CGS-CIMB upgraded Keppel REIT to Add from Hold after first-quarter results were in line with expectations and showed positive rental reversions.
It noted that the first-quarter dividend per unit (DPU) of 1.42 Singapore cents made up around 25 percent of its full-year forecast.
“During the quarter, Bugis Junction Tower and 8 Exhibition St in Australia delivered better results year-on-year and helped offset weaker earnings from 275 George St and other Singapore properties,” it said in a note on Wednesday, noting portfolio occupancy was “fairly stable” from the previous quarter, coming in at 99.4 percent.
Singapore leases, which were 84 percent of lease expiries, were re-contracted at an average S$10.05 per square foot, or a positive reversion of 3.6 percent, the note said, adding that Keppel REIT guided that upcoming expiring rents ranged from S$8.50-S$12.00 psf.
“We maintain our expectation of a 15 percent year-on-year pick-up in spot rents for 2018, and anticipate further positive rental reversions
when these leases are renewed.

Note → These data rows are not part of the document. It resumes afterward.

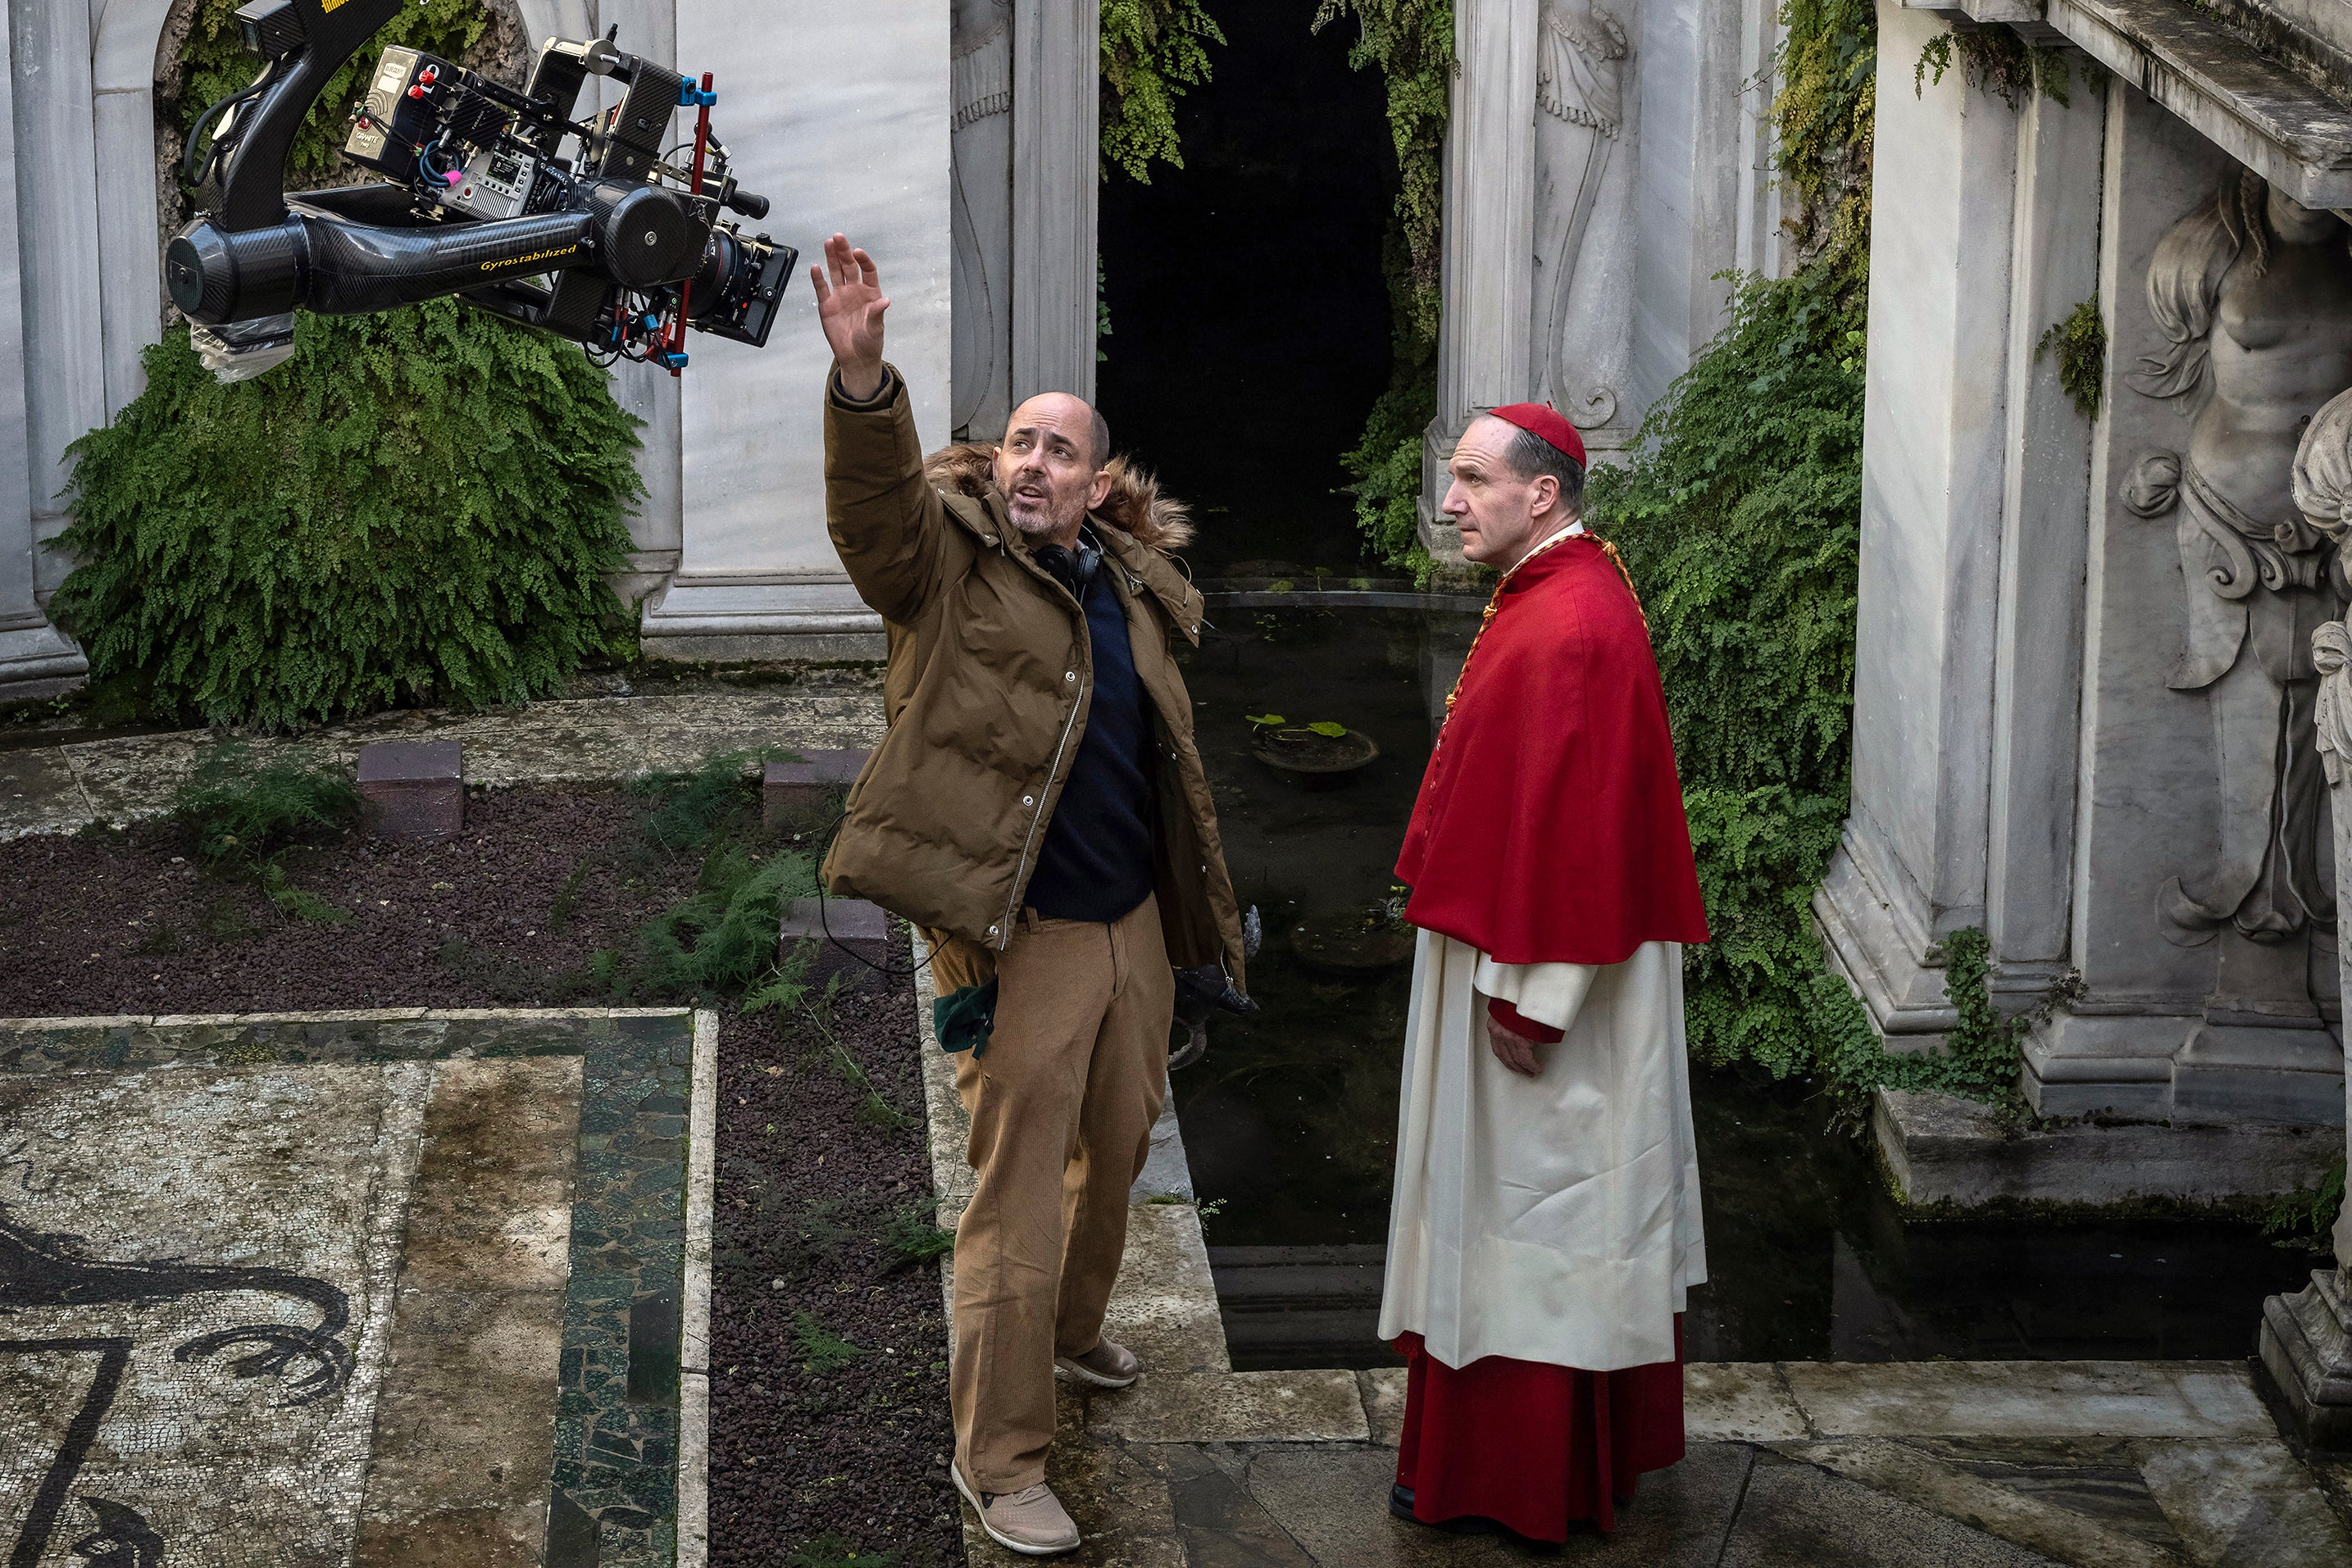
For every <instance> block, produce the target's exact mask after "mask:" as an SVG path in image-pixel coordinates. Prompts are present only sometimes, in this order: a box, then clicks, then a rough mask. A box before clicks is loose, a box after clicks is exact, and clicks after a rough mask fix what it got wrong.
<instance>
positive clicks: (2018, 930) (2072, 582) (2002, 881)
mask: <svg viewBox="0 0 2352 1568" xmlns="http://www.w3.org/2000/svg"><path fill="white" fill-rule="evenodd" d="M2105 120H2107V106H2105V94H2103V92H2091V89H2082V92H2074V94H2070V101H2067V103H2060V101H2058V99H2053V96H2049V94H2034V96H2032V99H2027V103H2025V106H2023V118H2020V125H2018V200H2016V235H2013V240H2016V249H2013V261H2011V315H2009V425H2006V435H2004V444H2006V447H2009V468H2006V477H2004V489H2002V592H1999V625H1997V665H1994V691H1992V804H1990V842H1987V865H1985V933H1987V936H1990V938H1992V954H1994V959H1997V961H1999V964H2004V966H2009V969H2016V966H2037V969H2039V973H2044V976H2049V973H2056V966H2058V964H2063V961H2065V957H2067V910H2070V905H2072V900H2070V884H2072V870H2074V762H2077V757H2074V752H2077V736H2079V729H2082V719H2079V712H2082V701H2079V696H2082V592H2084V552H2086V548H2089V512H2091V437H2093V418H2096V416H2098V409H2093V411H2091V414H2089V416H2086V414H2084V411H2082V409H2079V407H2077V404H2074V400H2072V397H2070V395H2067V390H2065V388H2063V386H2058V355H2053V353H2046V350H2044V348H2042V339H2044V334H2046V331H2049V329H2051V327H2053V324H2056V322H2060V320H2065V317H2067V315H2070V313H2072V310H2074V308H2077V303H2079V301H2086V299H2096V296H2098V216H2100V172H2103V150H2105Z"/></svg>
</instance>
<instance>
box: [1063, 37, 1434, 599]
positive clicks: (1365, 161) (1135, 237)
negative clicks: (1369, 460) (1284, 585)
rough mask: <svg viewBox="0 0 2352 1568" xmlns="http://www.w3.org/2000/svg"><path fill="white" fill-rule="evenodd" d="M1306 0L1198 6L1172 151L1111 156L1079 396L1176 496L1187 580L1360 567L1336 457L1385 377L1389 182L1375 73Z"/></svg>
mask: <svg viewBox="0 0 2352 1568" xmlns="http://www.w3.org/2000/svg"><path fill="white" fill-rule="evenodd" d="M1317 5H1319V0H1251V2H1249V5H1221V7H1211V9H1214V12H1216V19H1218V26H1223V31H1225V38H1228V47H1216V45H1211V47H1209V56H1211V66H1214V80H1209V82H1207V85H1202V87H1192V89H1188V92H1185V96H1183V99H1178V101H1176V127H1178V134H1181V136H1183V162H1185V167H1183V169H1171V167H1167V165H1152V167H1150V183H1148V186H1145V183H1136V181H1134V179H1129V176H1127V174H1124V172H1117V169H1112V172H1110V176H1108V181H1105V183H1103V205H1101V254H1103V280H1105V282H1103V287H1105V303H1108V306H1110V336H1108V339H1103V343H1101V348H1103V353H1105V355H1108V360H1105V362H1103V364H1098V367H1096V400H1098V404H1101V409H1103V416H1105V418H1108V421H1110V435H1112V442H1115V444H1117V447H1120V449H1124V451H1131V454H1136V456H1138V458H1141V461H1143V463H1145V465H1148V468H1152V470H1157V473H1160V477H1162V482H1164V484H1167V487H1169V491H1171V494H1176V496H1183V498H1185V501H1190V503H1192V508H1195V517H1197V522H1200V543H1197V545H1195V548H1192V550H1190V552H1188V555H1190V559H1192V567H1195V571H1200V574H1202V576H1228V574H1230V571H1232V567H1235V564H1237V562H1249V559H1256V562H1279V564H1282V569H1277V571H1268V574H1265V576H1294V574H1296V569H1298V567H1331V569H1334V571H1341V574H1343V576H1355V574H1359V571H1362V567H1359V564H1357V555H1359V550H1362V538H1359V536H1357V531H1355V510H1352V503H1350V501H1348V496H1341V494H1336V489H1338V487H1341V484H1348V473H1345V470H1343V468H1341V463H1338V456H1341V454H1343V451H1348V449H1350V447H1355V442H1357V437H1359V435H1362V430H1364V416H1367V414H1369V411H1371V404H1374V400H1378V395H1381V393H1383V390H1388V371H1390V315H1388V284H1385V282H1383V280H1381V235H1383V233H1385V230H1388V214H1390V207H1392V202H1395V197H1397V160H1395V153H1392V150H1390V134H1388V89H1385V87H1383V82H1381V73H1378V71H1350V68H1348V45H1350V42H1352V40H1355V35H1357V28H1355V24H1352V21H1336V24H1331V26H1329V28H1324V31H1322V33H1310V31H1308V28H1310V24H1312V21H1315V12H1317Z"/></svg>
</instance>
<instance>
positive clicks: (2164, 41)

This should continue to underpin its DPU growth going forward,” CGS-CIMB said.
But it kept its 2018-20 DPU forecasts and S$1.34 target price unchanged, saying the stock’s recent sharp selloff was the reason for the upgrade to Add.
“With the sustained office market recovery, there could potentially be upside risks to our estimates which will further catalyse KREIT’s share price performance,” it said.
The unit ended Thursday up 2.50 percent at S$1.23.